Pour être à la hauteur de ta dulcinée ... dico du parfait belge   http://atelier5.webacademie.ch/scrabble/J_belgicismes.htm#J 
Tu vas l'épater!!!   :love:
Un conseil .. ne lui dis jamais quelle est pelante! .. même si c'est vrai   :casse: :love:  
Par contre tu peux toujours tenter "tu enlèves ton singlet?" ... on ne sait jamais!  

.


----------



## kisco (7 Août 2005)

"dimanche en huit" c'est belge ? parce que je l'ai déjà entendu en Suisse aussi, donc à mon avis c'est français. (très logique ce que je dis !!  )


----------



## Anonyme (7 Août 2005)

jo_6466 a dit:
			
		

> Pour être à la hauteur de ta dulcinée ... dico du parfait belge   http://atelier5.webacademie.ch/scrabble/J_belgicismes.htm#J
> Tu vas l'épater!!!   :love:
> Un conseil .. ne lui dis jamais quelle est pelante! .. même si c'est vrai   :love:  :love:




lol

non, mais je progresse en belge... 

Ce qu'est drole,c'est quand je lui repete un truc pour la 3eme fois, et qu'elle a toujours pas compris... la je craque...et generalement je finis apr lui expliquer en anglais, c'est plus simple...


----------



## Anonyme (7 Août 2005)

kisco a dit:
			
		

> "dimanche en huit" c'est belge ? parce que je l'ai déjà entendu en Suisse aussi, donc à mon avis c'est français. (très logique ce que je dis !!  )

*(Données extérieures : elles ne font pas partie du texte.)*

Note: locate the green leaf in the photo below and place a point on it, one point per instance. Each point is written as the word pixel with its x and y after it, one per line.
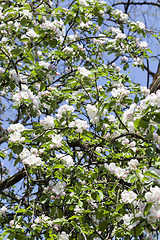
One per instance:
pixel 100 20
pixel 52 43
pixel 149 136
pixel 11 236
pixel 66 90
pixel 144 122
pixel 136 99
pixel 138 230
pixel 59 166
pixel 150 151
pixel 156 117
pixel 136 124
pixel 2 154
pixel 147 208
pixel 17 149
pixel 103 225
pixel 151 174
pixel 44 199
pixel 43 85
pixel 10 156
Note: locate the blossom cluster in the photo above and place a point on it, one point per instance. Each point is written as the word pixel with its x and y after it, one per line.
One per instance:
pixel 30 157
pixel 15 135
pixel 58 188
pixel 66 159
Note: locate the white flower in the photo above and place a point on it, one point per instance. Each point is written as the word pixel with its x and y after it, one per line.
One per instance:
pixel 24 154
pixel 133 163
pixel 92 111
pixel 145 91
pixel 80 124
pixel 140 25
pixel 128 196
pixel 83 71
pixel 32 160
pixel 59 188
pixel 16 127
pixel 27 13
pixel 127 218
pixel 16 137
pixel 63 236
pixel 63 109
pixel 138 61
pixel 57 140
pixel 130 126
pixel 32 33
pixel 3 209
pixel 48 122
pixel 67 159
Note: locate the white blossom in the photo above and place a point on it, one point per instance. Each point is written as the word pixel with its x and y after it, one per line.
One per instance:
pixel 63 236
pixel 128 196
pixel 48 122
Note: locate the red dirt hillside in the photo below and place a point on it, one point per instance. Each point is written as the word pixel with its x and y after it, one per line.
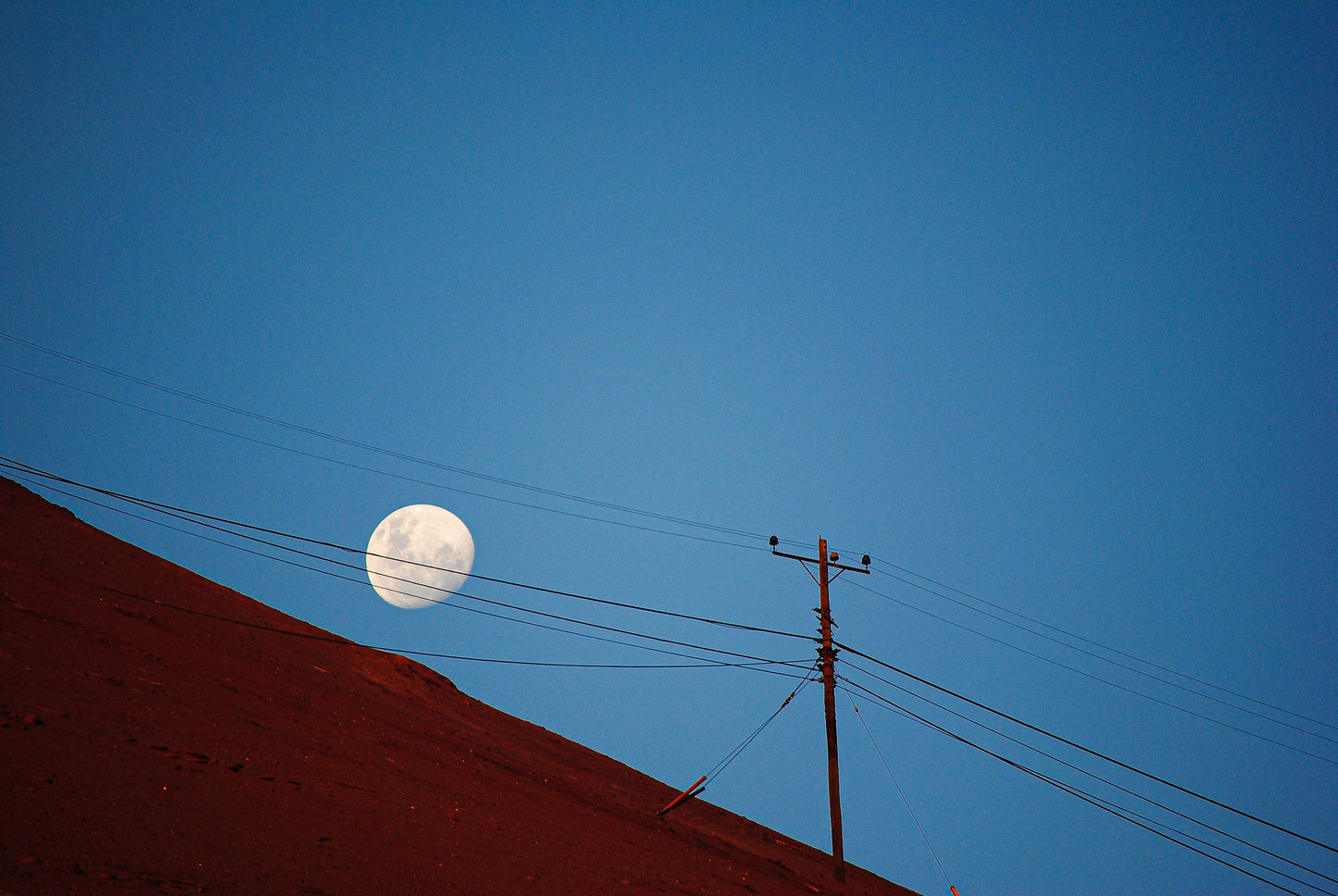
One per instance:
pixel 164 734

ouep, c'ets peut etre francais... mais ca doit etre tiré du vieux francais... franchement, je l'ai jamais entendu en france... donc a du zapper l'expression en france puis les belges l'ont gardé...


----------



## jo_6466 (7 Août 2005)

kasparov a dit:
			
		

> lol
> 
> non, mais je progresse en belge...
> 
> Ce qu'est drole,c'est quand je lui repete un truc pour la 3eme fois, et qu'elle a toujours pas compris... la je craque...et generalement je finis apr lui expliquer en anglais, c'est plus simple...


Relis-moi plus haut .. ça peut servir!


----------



## islacoulxii (7 Août 2005)

La SAGEsse a dit:
			
		

> En voici quelques unes .
> 
> :love:


 En tant que belge je tiens a signaler que y'a des erreurs sur ce site !!!


----------



## Anonyme (7 Août 2005)

jo_6466 a dit:
			
		

> Relis-moi plus haut .. ça peut servir!



heuu...   
ca veut dire koi ?!?   
j'ai bien une idée... mais...


bon, je vais une fois aller a la toilette...


----------



## jo_6466 (7 Août 2005)

kasparov a dit:
			
		

> heuu...
> ca veut dire koi ?!?
> j'ai bien une idée... mais...
> 
> ...


singlet=maillot de corps ..... ehhhh faut lire son dico!

par contre si elle te dit que tu es "castard" alors bombe le torse c'est tout bon!   :love:


----------



## jo_6466 (7 Août 2005)

kasparov a dit:
			
		

> bon, je vais une fois aller a la toilette...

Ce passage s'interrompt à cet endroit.